You know what I love about writing? Every project is a new opportunity to learn.
Not just to learn how to write better, and improve my own skill level, but also, to research something new. Writing is a career path which allows one the luxury of never having to settle down into one particular field. Sure, in college I took English classes. Creative writing classes out the wazoo. But it wasn't the only thing I did. I didn't go to college with the goal of getting a BA in English. I hadn't intended on a liberal arts degree at all. I went to college for Wildlife Biology. My ultimate goal was to be a zookeeper, and write on the side, and while I was going to minor in English and suck up all the creative writing classes I could, it wasn't my academic priority.
Of course, Wildlife Biology wasn't really my calling, and I realized that the number and intensity of science classes it required was going to make me hate myself and my life and my education, so instead of hating what I loved, I went in a different direction. But the direction still wasn't English.
I went from Biology to Classics. An odd leap, maybe, but I was taking Latin for Biology--in preparation for Mammalogy where I would be required to learn scientific names. I figured having some Latin under my belt before I got into it would be a good thing. And then I fell in love with it. Not Latin, exactly, but Classics. Ancient history. Rome and Greece and the myths! Oh, the Myths! And seeing the way Latin had influenced English, the way the languages fit together, finding these roots and meanings that I had never realized were there-- that was amazing too.
By this time, I had so many English courses under my belt, just stuff that had seemed interesting to me, that it seemed silly not to cash in and take what I needed to get a second major. But it was just an afterthought. What I was really studying was history, and I loved it. (By that point, I had also already taken enough science classes that it seemed ridiculous not to at least get my minor, too. But I still to this day curse the chemistry courses I took for my major in biology, but never needed for the minor. Organic Chemistry, thou art evil incarnate at 8am four mornings a week!)

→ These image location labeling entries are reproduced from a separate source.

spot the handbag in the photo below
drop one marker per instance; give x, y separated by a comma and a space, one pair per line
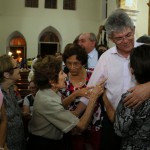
109, 139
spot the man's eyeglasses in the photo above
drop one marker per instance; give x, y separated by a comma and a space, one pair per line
119, 40
74, 64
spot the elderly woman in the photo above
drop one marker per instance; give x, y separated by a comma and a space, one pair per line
50, 120
9, 74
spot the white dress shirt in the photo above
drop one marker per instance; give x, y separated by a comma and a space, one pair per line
116, 69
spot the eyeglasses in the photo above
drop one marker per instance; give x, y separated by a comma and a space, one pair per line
17, 67
119, 40
74, 64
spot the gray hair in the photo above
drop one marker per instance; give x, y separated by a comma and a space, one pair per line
117, 22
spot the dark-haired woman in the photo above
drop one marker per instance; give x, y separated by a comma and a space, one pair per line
133, 124
75, 58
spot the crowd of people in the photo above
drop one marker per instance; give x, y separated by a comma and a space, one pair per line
87, 98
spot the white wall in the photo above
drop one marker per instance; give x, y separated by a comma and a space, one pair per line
32, 21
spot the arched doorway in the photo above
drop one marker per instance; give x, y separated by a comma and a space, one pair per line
49, 42
17, 46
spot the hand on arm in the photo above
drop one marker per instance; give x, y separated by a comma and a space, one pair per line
93, 96
138, 95
81, 92
109, 108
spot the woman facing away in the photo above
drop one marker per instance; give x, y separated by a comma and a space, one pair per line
9, 74
50, 120
133, 124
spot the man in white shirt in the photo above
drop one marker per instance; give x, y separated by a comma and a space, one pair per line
114, 63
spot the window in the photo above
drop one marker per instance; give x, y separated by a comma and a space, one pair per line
69, 4
51, 4
31, 3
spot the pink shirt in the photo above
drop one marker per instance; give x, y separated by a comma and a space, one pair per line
116, 69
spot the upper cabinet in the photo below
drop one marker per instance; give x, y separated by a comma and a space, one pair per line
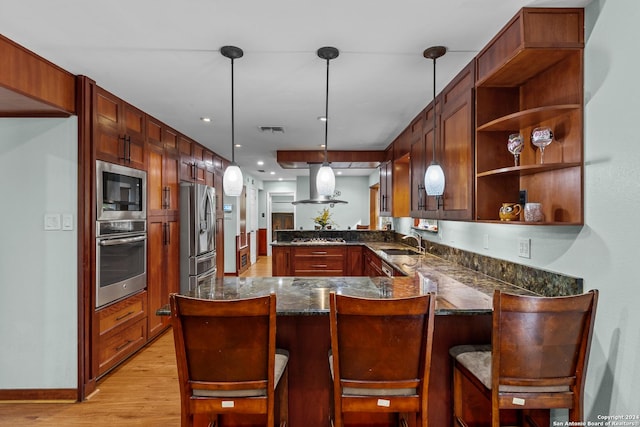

So I finished my college degree with a double major in Classical Studies and English and a minor in Biology. And I would love to go back to school and take even more classes in things that interested me. Just for the love of learning. I would love to take more classes in Norse Mythology and Old Norse history. I would love to take more classes on animal behavior and maybe some on human behavior. I would love to further my education. But I can't justify the cost.
I was fortunate enough to have the opportunity to go to college and study what I loved. Whether it meant that I would find a job in my "field" or not. But what I loved was so broad, so cross-departmental, I don't think I would have been happy settling into a course of study that prevented me from taking classes outside of it. That's what I faced in Biology. In order to finish all the classes I needed for that degree, I would have had full loads solely of biology and science classes every semester. I would have had science coming out of my ears. I couldn't give up all my other interests just for one.
So what can you do when you love everything? When you love learning? Write fiction! Historical fiction on a certain period if you want to learn more about it. Science fiction with a certain focus (biological, physics, chemistry, et cetera) if you want to brush up on your scientific principles and theories! Write about a character who writes music if you want to learn more about it! Make your protagonist a mathematician if you want to teach yourself calculus! Because writing fiction makes you do research. Writing fiction, exploring your characters, makes you LEARN. You can't write it if you don't KNOW it.
I've considered going on to graduate school. For an MA in Classics (or Scandinavian Studies). But ultimately the thing that stops me is the cost. The investment. What would I be investing in? I don't want to teach, not really. I don't want to actually use the degree for something like archaeology or working in a museum, or anything associated with the field. Basically, I'd just be getting an MA to show everyone else I had mastered the knowledge, because I can do all the reading, all the research, all the studying on my own without a class directing it. I already do!
But I kind of have to wonder-- When did college, and graduate school, stop being about a love of learning? What does this say about our culture that wanting to learn and study something isn't reason ENOUGH to continue on in furthering one's education? What does it mean that the only justifiable reason--and this is an argument I've been subjected to time and again when I considered grad school--for spending money on a graduate degree is for the purposes of a career in that field? And why is higher education so prohibitively expensive? Is it to support this social and cultural attitude, that education should be for the purpose of finding a better paying job? (if for no other reason than to pay off the accumulated debt!)
I guess until I figure it out, I'll just stick with writing.